The District government, which came within a dozen inmates of exceeding the court-ordered prison population ceiling at the D.C. Jail yesterday, has asked the federal government for immediate help in heading off a crisis at the jail, according to a source with knowledge of the negotiations.
But the Justice Department, which three weeks ago ended a 4 1/2-month agreement to take all newly sentenced D.C. inmates into federal prisons, is expected to insist that the city government agree to set up a temporary facility -- perhaps in a fenced, abandoned school -- before providing any assistance, the source said.
City and federal officials are to meet this morning in an attempt to negotiate a short-term solution to the latest overcrowding crisis at the D.C. Jail, which housed 1,683 inmates yesterday, 11 fewer than the limit of 1,694.
Under U.S. District Judge William Bryant's Aug. 22 order, the jail could be closed to all new inmates if the population ceiling is violated for more than 48 hours.
According to the Corrections Department's daily census yesterday, the three Lorton facilities that have court-ordered population ceilings were all at or slightly over the limits and all of the department's other institutions were as much as 25 percent above their official capacities.
In the past, the population crunches at the jail have come over the weekends, when about 50 persons report to serve weekends-only sentences. The only previous violation, on Dec. 7, was at the 4 a.m. Saturday count.
That violation, and subsequent attempts by corrections officials to cover it up, have been the subject of two court hearings and prompted attorneys for jail inmates to ask that Mayor Marion Barry be held in contempt and fined $50,000.

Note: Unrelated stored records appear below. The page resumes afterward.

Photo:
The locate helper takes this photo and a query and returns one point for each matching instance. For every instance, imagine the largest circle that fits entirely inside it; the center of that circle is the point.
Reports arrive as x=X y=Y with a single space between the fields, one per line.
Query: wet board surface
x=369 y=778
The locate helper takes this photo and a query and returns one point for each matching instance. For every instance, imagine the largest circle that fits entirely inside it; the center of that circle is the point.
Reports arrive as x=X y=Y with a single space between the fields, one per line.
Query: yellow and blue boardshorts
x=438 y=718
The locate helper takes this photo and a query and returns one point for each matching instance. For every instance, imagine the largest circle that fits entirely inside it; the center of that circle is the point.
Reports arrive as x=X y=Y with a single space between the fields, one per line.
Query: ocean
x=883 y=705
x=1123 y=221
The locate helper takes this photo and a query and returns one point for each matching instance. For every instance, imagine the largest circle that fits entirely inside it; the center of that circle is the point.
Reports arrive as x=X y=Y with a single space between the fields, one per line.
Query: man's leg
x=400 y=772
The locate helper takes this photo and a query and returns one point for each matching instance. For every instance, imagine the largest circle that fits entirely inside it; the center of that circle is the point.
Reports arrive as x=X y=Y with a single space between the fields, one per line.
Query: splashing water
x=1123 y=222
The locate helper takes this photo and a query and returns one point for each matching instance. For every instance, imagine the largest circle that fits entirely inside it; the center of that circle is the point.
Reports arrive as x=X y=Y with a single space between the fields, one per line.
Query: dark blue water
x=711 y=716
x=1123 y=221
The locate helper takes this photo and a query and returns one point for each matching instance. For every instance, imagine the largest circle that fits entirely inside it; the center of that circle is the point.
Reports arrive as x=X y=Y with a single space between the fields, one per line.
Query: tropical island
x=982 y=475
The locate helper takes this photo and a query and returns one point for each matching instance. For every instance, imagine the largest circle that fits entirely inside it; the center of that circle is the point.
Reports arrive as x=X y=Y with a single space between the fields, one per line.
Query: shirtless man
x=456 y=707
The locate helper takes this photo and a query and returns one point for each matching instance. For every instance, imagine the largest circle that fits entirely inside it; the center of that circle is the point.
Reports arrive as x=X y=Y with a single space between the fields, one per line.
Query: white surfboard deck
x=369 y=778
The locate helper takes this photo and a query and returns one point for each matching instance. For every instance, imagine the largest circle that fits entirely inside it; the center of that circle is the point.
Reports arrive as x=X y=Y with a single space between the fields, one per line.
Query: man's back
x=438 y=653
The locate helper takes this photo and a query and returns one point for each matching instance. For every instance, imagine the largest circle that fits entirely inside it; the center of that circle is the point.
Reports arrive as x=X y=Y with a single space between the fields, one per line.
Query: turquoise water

Bryant has not yet ruled on that request.
City Administrator Thomas Downs said yesterday afternoon, "The best I can tell, it doesn't look like we will bump into the cap this weekend."
When asked what emergency measures the city might have for housing overflow jail prisoners other than asking for help from the federal government, Downs replied, "That's it."
However, some federal officials expressed chagrin with the city government yesterday, saying that it seemed to have "manufactured" the latest jail crisis.
An attorney for jail inmates, who brought the 15-year-old suit that resulted in the population limit, said that the city's failure to parole many prisoners at the time they are eligible has contributed greatly to the present overcrowding.
According to a recent study of 36 inmates, only two were notified of parole decisions at least 10 days before their eligibility, as required by Bryant's order.
Since the Justice Department's decision Jan. 15 to stop accepting newly sentenced D.C. prisoners, there have been negotiations between federal and city officials on the selection of a site on which to build a new prison within the District.
In announcing the cutoff, Deputy Attorney General D. Lowell Jensen said the decision was made because of the lack of progress toward building a new prison in the city.